English academic (1910–1990)

George Henry Bolsover (18 November 1910 – 15 April 1990) was the director of the School of Slavonic and East European Studies at the University of London from 1947 to 1976. The school, now known as UCL School of Slavonic and East European Studies, is part of University College, London.

==Life==
Bolsover was born at 12 Powys Street, Hindsford, Atherton, Lancashire, England, the son of a cotton worker and his wife. On 25 March 1939, at St Anne's Church, in Hindsford he married Stephanie Kállail who was four years his junior. They had a daughter, Anne, born 1953.

He was appointed OBE in 1947 and CBE in 1970.

He was an Anglican and died of a heart attack in his local church at Hatch End, London, on Easter Sunday 1990.

== Education ==
He was educated at Leigh Grammar School in Leigh, where he learned Russian. He graduated BA in Russian in 1931 and MA in 1932 from the University of Liverpool which had the first Russian chair in the country. He wrote his PhD thesis at the School of Slavonic Studies on Great Britain, Russia and the Eastern question, 1832–1841 in 1933.

== Career ==
After gaining his PhD, from 1937 to 1938 he was a tutor in adult education at the Worcester base of Birmingham University. From 1938 to 1943 he lectured on European history at University of Manchester.

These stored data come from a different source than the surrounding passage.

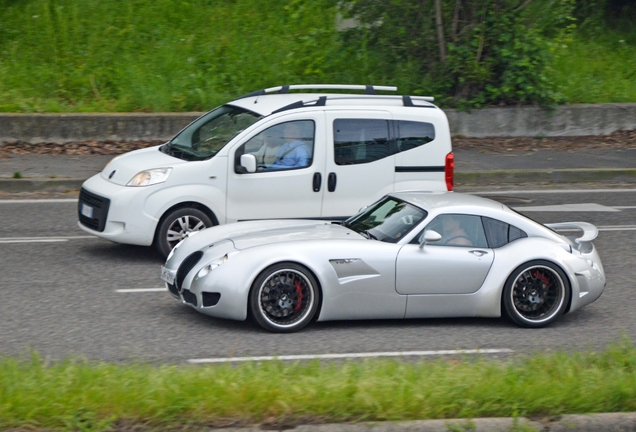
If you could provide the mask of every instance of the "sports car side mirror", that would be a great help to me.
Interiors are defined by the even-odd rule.
[[[437,242],[442,239],[442,236],[437,231],[426,230],[424,235],[420,238],[420,248],[423,248],[426,243]]]
[[[241,166],[245,168],[248,173],[256,172],[256,156],[253,154],[241,155]]]

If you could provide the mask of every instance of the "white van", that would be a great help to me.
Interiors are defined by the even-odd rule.
[[[366,94],[290,93],[310,89]],[[396,90],[281,86],[229,102],[86,180],[79,226],[167,255],[217,224],[346,218],[388,192],[452,190],[446,115],[429,97],[375,94]]]

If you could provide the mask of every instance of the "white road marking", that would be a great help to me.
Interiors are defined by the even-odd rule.
[[[0,243],[56,243],[79,239],[96,239],[95,236],[59,236],[59,237],[0,237]]]
[[[547,206],[513,207],[520,212],[619,212],[616,207],[596,203],[559,204]]]
[[[467,192],[471,195],[510,195],[510,194],[559,194],[559,193],[610,193],[636,192],[636,189],[531,189]]]
[[[346,353],[346,354],[300,354],[281,356],[256,356],[256,357],[220,357],[190,359],[188,363],[232,363],[232,362],[253,362],[272,360],[333,360],[333,359],[354,359],[354,358],[376,358],[376,357],[423,357],[457,354],[508,354],[514,352],[511,349],[470,349],[470,350],[441,350],[441,351],[390,351],[390,352],[368,352],[368,353]]]
[[[77,198],[47,198],[47,199],[4,199],[0,204],[40,204],[40,203],[76,203]]]
[[[599,231],[636,231],[636,225],[598,226]]]
[[[614,206],[614,208],[619,210],[629,210],[629,209],[636,209],[636,206]]]
[[[118,289],[115,292],[118,293],[148,293],[148,292],[164,292],[168,291],[168,288],[126,288]]]

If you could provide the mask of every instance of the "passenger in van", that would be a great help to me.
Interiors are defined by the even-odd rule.
[[[303,168],[309,166],[311,150],[302,140],[302,128],[297,122],[285,124],[283,129],[285,143],[278,149],[276,161],[266,170]]]
[[[444,244],[455,246],[472,246],[468,234],[461,227],[459,219],[452,215],[446,215],[442,218],[442,239]]]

From 1943 to 1947 he was attaché and first secretary at the British Embassy in Moscow. After returning to Britain he was appointed director of the School of Slavonic and East European Studies (SSEES), London, from which he retired in 1976. He presided over a period of growth in interest in Russian and East European studies and the School's post war expansion.

At the time he joined SSEES, the department was regarded as a bed of pro-Soviet sentiment influenced by Andrew Rothstein, a founding member of the British Communist Party. Rothstein had spent several years in Moscow and returned to England in 1931 suspected of being involved with agent development. In 1949 Bolsover terminated his contract on the basis that he was not qualified for a post.

His biography describes him as a shadowy figure to his students and regarded by his staff as intrusively unsupportive and heavy-handed. He is referred to as a tough and manipulative personality and "a useful bastard", but when entertaining at home, a genial and hospitable host.